Charming eBPF-Based Performance Analysis for ClickHouse

Table of Contents

Advanced eBPF-Based Performance Analysis for ClickHouse: Kernel-Level Observability Techniques

eBPF (Extended Berkeley Packet Filter) delivers comprehensive, zero-overhead kernel-space observability for ClickHouse performance analysis. Through dynamic instrumentation of kernel tracepoints, kprobes, uprobes, and hardware performance monitoring units (PMUs), eBPF eliminates the need for application-level modifications, debug symbol requirements, or recompilation with profiling flags.

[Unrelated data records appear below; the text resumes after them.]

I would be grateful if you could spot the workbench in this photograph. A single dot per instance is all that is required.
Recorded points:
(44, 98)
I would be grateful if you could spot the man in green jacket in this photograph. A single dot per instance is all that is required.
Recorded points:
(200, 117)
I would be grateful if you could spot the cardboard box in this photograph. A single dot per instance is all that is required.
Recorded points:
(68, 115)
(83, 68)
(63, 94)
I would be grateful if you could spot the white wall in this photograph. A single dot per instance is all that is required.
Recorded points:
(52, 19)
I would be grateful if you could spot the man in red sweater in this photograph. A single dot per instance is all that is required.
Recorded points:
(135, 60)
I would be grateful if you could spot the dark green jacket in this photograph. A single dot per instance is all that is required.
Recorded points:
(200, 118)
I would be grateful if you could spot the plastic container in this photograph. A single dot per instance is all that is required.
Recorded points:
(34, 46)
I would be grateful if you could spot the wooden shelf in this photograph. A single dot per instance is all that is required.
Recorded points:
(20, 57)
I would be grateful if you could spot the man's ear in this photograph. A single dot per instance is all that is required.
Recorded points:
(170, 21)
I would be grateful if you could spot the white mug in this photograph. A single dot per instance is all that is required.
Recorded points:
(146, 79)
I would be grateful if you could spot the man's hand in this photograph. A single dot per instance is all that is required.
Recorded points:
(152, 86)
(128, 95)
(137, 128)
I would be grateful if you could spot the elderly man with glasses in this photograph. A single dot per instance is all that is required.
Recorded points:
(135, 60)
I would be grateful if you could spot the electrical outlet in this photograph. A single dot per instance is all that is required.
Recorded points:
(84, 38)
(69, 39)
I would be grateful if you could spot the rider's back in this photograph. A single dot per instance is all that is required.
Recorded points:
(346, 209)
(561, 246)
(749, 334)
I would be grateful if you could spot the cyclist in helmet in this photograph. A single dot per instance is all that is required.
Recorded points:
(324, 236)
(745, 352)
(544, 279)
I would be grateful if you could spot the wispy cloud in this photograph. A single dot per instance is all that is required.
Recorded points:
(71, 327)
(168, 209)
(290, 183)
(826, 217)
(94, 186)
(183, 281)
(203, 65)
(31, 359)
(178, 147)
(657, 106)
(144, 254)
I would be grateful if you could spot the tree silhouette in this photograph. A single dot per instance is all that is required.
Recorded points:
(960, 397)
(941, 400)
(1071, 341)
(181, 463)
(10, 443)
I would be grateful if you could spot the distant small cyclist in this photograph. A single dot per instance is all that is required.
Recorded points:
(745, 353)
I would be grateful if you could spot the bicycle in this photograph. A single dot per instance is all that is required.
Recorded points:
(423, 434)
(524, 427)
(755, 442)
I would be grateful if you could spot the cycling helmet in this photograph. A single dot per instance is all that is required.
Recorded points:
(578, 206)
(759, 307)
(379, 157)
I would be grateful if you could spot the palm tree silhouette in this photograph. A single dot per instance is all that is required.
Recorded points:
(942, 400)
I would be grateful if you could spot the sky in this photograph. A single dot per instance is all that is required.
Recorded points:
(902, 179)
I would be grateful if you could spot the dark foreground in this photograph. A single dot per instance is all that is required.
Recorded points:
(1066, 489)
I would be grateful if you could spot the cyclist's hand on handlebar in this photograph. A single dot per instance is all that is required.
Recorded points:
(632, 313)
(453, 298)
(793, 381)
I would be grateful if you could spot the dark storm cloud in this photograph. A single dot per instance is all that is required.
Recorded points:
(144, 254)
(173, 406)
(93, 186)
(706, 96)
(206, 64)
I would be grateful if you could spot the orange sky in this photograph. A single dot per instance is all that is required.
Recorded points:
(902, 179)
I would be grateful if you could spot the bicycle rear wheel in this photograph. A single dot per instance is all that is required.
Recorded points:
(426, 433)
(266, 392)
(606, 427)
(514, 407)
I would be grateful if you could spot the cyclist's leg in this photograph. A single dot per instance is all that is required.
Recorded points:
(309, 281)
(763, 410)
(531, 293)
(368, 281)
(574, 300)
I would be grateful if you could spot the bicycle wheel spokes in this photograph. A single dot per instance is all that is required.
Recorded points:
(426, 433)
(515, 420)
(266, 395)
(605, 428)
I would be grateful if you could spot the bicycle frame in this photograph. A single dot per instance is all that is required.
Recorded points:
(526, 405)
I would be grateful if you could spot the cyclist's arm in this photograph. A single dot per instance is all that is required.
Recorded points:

CPU Microarchitecture Profiling with Hardware Performance Counters

The perf subsystem leverages eBPF programs attached to hardware performance monitoring units (PMUs) through the perf_event_open() syscall, enabling precise CPU cycle attribution and microarchitectural event sampling:

# Sample CPU cycles with call-graph reconstruction using frame pointers
sudo perf record -e cycles:u -g --call-graph=fp -p $(pidof clickhouse-server) --freq=997
# Generate detailed performance report with symbol resolution
sudo perf report --stdio --sort=dso,symbol --percent-limit=1

This technique captures statistical sampling data at configurable frequencies (typically 997 Hz to avoid timer aliasing), generating flame-graph compatible stack traces that reveal CPU time distribution across ClickHouse’s execution contexts. This includes:

Query parsing (AST construction)
Vectorized expression evaluation
Compression algorithms (LZ4/ZSTD)
Background merge operations
Kernel functions such as shrink_lruvec() in the memory management subsystem

Real-World Impact: ChistaDATA’s production analysis revealed that 64% of CPU cycles were consumed within kernel memory reclamation paths rather than user-space query processing—a bottleneck invisible to application performance monitoring (APM) tools that lack kernel visibility.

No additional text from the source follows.